A missão Artemis 2 realizou com sucesso a chamada injeção translunar, às 20h49 da quinta-feira (2). A manobra tirou a espaçonave Orion da órbita da Terra e a colocou em trajetória rumo à Lua, o movimento mais importante do voo. O acionamento dos motores durou cinco minutos e 50 segundos e foi o maior desde o lançamento, além de tornar um voo em torno da Terra numa viagem ao espaço profundo.
A cápsula estava dando voltas em torno da Terra numa órbita elíptica, uma órbita mais alongada. No ponto mais baixo dessa órbita, a nave estava se deslocando mais rapidamente. É justamente aí que a equipe ligou o motor principal do módulo de serviço. Ao acelerar nesse ponto, a nave aproveita melhor a física do movimento orbital e ganha a velocidade necessária para escapar da órbita terrestre e seguir para a Lua. A cápsula usou o momento de maior velocidade em torno da Terra para receber o empurrão decisivo.
O lançamento da missão havia ocorrido na noite de quarta-feira (1º), às 19h35, a partir do Centro Espacial Kennedy, na Flórida. O foguete utilizado foi o Sistema de Lançamento Espacial, que emprega quatro motores RS-25 no corpo principal e dois propulsores laterais de combustível sólido. São motores de altíssima potência, desenvolvidos para tirar da Terra uma cápsula tripulada pesada o suficiente para viajar além da órbita baixa. A espaçonave Orion, por sua vez, é a cápsula que abriga os astronautas e será responsável por toda a fase de ida, contorno da Lua e retorno à Terra.
A tripulação é formada por Reid Wiseman, Victor Glover e Christina Koch, da Nasa, e Jeremy Hansen, da Agência Espacial do Canadá. Eles não vão pousar na Lua nesta missão. O plano é contornar o satélite, passar além do lado oculto e retornar à Terra em pouco mais de 10 dias. Ainda assim, a viagem representa a primeira missão tripulada rumo à região lunar em mais de meio século.

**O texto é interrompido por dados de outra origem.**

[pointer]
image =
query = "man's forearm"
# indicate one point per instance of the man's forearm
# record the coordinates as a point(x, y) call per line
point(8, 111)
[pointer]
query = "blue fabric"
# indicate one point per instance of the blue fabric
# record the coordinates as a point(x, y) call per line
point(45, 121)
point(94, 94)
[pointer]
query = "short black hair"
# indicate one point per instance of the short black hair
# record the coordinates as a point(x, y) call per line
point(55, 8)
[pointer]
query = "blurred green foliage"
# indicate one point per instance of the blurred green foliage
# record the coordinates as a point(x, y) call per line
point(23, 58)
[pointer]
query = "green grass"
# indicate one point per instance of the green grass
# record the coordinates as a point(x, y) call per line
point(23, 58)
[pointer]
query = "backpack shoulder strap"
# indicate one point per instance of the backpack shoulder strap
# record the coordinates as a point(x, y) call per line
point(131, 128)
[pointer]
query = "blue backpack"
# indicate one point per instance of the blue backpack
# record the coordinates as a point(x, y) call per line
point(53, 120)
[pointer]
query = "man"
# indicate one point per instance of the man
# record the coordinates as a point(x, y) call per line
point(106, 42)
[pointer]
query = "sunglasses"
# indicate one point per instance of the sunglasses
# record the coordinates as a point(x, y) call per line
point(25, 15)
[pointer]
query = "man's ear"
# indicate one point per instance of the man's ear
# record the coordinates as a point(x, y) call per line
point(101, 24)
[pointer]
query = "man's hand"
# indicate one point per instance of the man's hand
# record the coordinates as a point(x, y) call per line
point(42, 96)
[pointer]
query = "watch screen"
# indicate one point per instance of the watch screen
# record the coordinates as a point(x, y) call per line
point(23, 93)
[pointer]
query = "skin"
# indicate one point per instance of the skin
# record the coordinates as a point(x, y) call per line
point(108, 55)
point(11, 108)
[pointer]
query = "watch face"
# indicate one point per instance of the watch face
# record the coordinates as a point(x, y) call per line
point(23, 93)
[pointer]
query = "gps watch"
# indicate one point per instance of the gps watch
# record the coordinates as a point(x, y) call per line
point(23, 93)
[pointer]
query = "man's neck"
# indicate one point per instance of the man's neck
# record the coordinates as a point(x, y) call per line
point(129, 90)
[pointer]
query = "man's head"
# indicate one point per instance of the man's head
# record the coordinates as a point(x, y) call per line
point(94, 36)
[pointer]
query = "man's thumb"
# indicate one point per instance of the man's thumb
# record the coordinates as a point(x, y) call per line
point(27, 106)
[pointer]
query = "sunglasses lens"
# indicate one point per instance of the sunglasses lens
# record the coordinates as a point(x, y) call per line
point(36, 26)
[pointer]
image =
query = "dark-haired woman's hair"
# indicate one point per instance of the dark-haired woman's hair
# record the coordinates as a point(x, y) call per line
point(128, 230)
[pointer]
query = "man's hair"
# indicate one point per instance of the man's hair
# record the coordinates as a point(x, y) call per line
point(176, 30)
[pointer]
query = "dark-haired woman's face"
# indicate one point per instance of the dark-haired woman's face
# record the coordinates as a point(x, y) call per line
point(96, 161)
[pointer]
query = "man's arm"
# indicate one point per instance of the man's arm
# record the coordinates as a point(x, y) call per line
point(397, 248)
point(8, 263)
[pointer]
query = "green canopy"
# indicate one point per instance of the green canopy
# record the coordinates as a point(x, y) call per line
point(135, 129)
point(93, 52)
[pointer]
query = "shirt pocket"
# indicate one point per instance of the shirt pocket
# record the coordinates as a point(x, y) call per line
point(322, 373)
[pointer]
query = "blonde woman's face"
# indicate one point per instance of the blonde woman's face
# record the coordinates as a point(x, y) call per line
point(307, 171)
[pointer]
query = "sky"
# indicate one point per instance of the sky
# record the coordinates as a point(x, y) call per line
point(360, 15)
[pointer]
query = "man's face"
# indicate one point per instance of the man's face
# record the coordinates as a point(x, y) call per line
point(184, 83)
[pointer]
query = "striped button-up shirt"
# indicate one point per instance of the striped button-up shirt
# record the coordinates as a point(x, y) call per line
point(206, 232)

Antes da decolagem, houve um susto com o sistema de aborto da missão, o mecanismo de segurança que permitiria ejetar os astronautas e destruir o foguete em caso de falha crítica. O problema foi resolvido e a contagem regressiva prosseguiu. Depois da decolagem, a nave entrou em órbita da Terra e os astronautas começaram uma sequência de verificações. Uma delas foi a elevação do perigeu, manobra curta, de cerca de 50 segundos, destinada a ajustar a órbita antes do grande impulso translunar.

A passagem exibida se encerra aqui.